In December 1915, thanks to the support of the Franco-American Committee of the National Conservatory of Music and Declamation, she founded with Nadia, her younger sister and famous pedagogue, a gazette which enabled musicians away on the front to exchange news. Ten issues were published, until June 1918.
Suffering from intestinal tuberculosis, Lili Boulanger died exhausted on March 15,1918, at the age of twenty-four. Who, however, paid much attention to the death of a young woman as the apocalypse devastated Europe?
Le “Poilu“
August,1914. General mobilisation. It is widely acknowledged that the war will be short and victorious. Flowers to the gun, smiling and confident French soldiers leave for the front, escorted by crowds of women and children who applaud and embrace them. Older men knew best.
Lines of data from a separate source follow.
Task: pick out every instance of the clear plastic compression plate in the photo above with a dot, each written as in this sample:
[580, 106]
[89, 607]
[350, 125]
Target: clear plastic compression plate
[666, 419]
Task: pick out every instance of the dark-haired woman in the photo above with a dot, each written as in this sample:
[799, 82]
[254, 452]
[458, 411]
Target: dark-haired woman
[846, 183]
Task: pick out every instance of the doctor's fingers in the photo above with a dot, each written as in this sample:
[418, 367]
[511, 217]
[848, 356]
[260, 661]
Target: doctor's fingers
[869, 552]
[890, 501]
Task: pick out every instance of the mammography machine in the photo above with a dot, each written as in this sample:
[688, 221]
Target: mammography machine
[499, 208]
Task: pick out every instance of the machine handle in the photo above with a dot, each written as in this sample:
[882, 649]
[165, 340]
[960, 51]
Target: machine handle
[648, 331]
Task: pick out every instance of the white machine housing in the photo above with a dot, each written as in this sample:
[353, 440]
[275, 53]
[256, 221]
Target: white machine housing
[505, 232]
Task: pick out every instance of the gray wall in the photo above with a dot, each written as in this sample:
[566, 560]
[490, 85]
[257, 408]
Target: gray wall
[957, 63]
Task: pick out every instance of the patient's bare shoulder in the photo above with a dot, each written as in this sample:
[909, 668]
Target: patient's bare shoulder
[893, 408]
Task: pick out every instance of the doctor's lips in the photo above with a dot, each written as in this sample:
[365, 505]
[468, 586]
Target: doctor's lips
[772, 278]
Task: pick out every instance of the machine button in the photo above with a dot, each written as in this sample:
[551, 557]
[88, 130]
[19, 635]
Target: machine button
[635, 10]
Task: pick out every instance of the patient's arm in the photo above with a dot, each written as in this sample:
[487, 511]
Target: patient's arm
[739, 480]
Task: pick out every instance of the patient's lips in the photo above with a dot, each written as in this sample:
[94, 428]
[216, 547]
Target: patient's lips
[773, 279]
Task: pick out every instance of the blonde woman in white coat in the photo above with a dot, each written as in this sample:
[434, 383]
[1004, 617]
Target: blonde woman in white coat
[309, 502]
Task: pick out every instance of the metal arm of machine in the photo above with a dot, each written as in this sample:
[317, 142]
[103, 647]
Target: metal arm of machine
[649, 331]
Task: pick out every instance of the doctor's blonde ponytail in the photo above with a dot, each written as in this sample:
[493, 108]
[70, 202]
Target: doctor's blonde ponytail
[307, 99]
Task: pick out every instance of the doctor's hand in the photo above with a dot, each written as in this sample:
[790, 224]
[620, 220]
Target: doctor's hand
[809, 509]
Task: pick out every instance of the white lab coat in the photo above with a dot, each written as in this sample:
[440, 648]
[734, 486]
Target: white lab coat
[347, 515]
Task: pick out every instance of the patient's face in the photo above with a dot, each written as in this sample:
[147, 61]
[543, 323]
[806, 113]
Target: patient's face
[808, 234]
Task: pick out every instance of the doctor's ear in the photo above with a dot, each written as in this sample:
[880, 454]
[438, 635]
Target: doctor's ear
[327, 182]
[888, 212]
The heroes set off in midsummer for what was to be one of the most horrific carnages in history.
- One billion shells spent over 52 months.
- 6,000 deaths per day.
- Ten million casualties of all nationalities.
Empires and monarchies collapsing in an unprecedented bloodbath. In France alone, one out of two 20-year-old men died in the trenches. From the start of the hostilities, many women joined the ranks of volunteer nurses in field hospitals. Nicknamed “the white angels”, they nursed and comforted wounded and exhausted soldiers. They quickly became true icons of the First World War.
The howls of the earth
After the armistice, 120,000 hectares were declared a red zone in France because they were unfit for agriculture. The polluting presence in the soil of of heavy metals, toxic shells, bullets, human and animal corpses, made these lands dangerous.
The state therefore bought back these lands and handed them over to the Water and Forests Administration for reforestation. They planted conifers and then beeches. Nowadays, and particularly around Verdun, these places, once mutilated battlefields gutted by fierce fighting, are beautiful. Nature has reclaimed its rights there, slowly covering the gnawed concrete and the bristled scrap. Yet, the origin of the gentle curves of the landscape was none other than the shell and mine holes. Time could not totally erase the noise and fury of the past. It is enough to tread this land to feel the pain springing from the ground. Anyone who walks here, walks with the souls of the dead, and hears in the crisp whistling wind, the howls of those who have fallen and whose monuments, in all the towns and villages of France, recall their first and last names with a pathetic emphasis.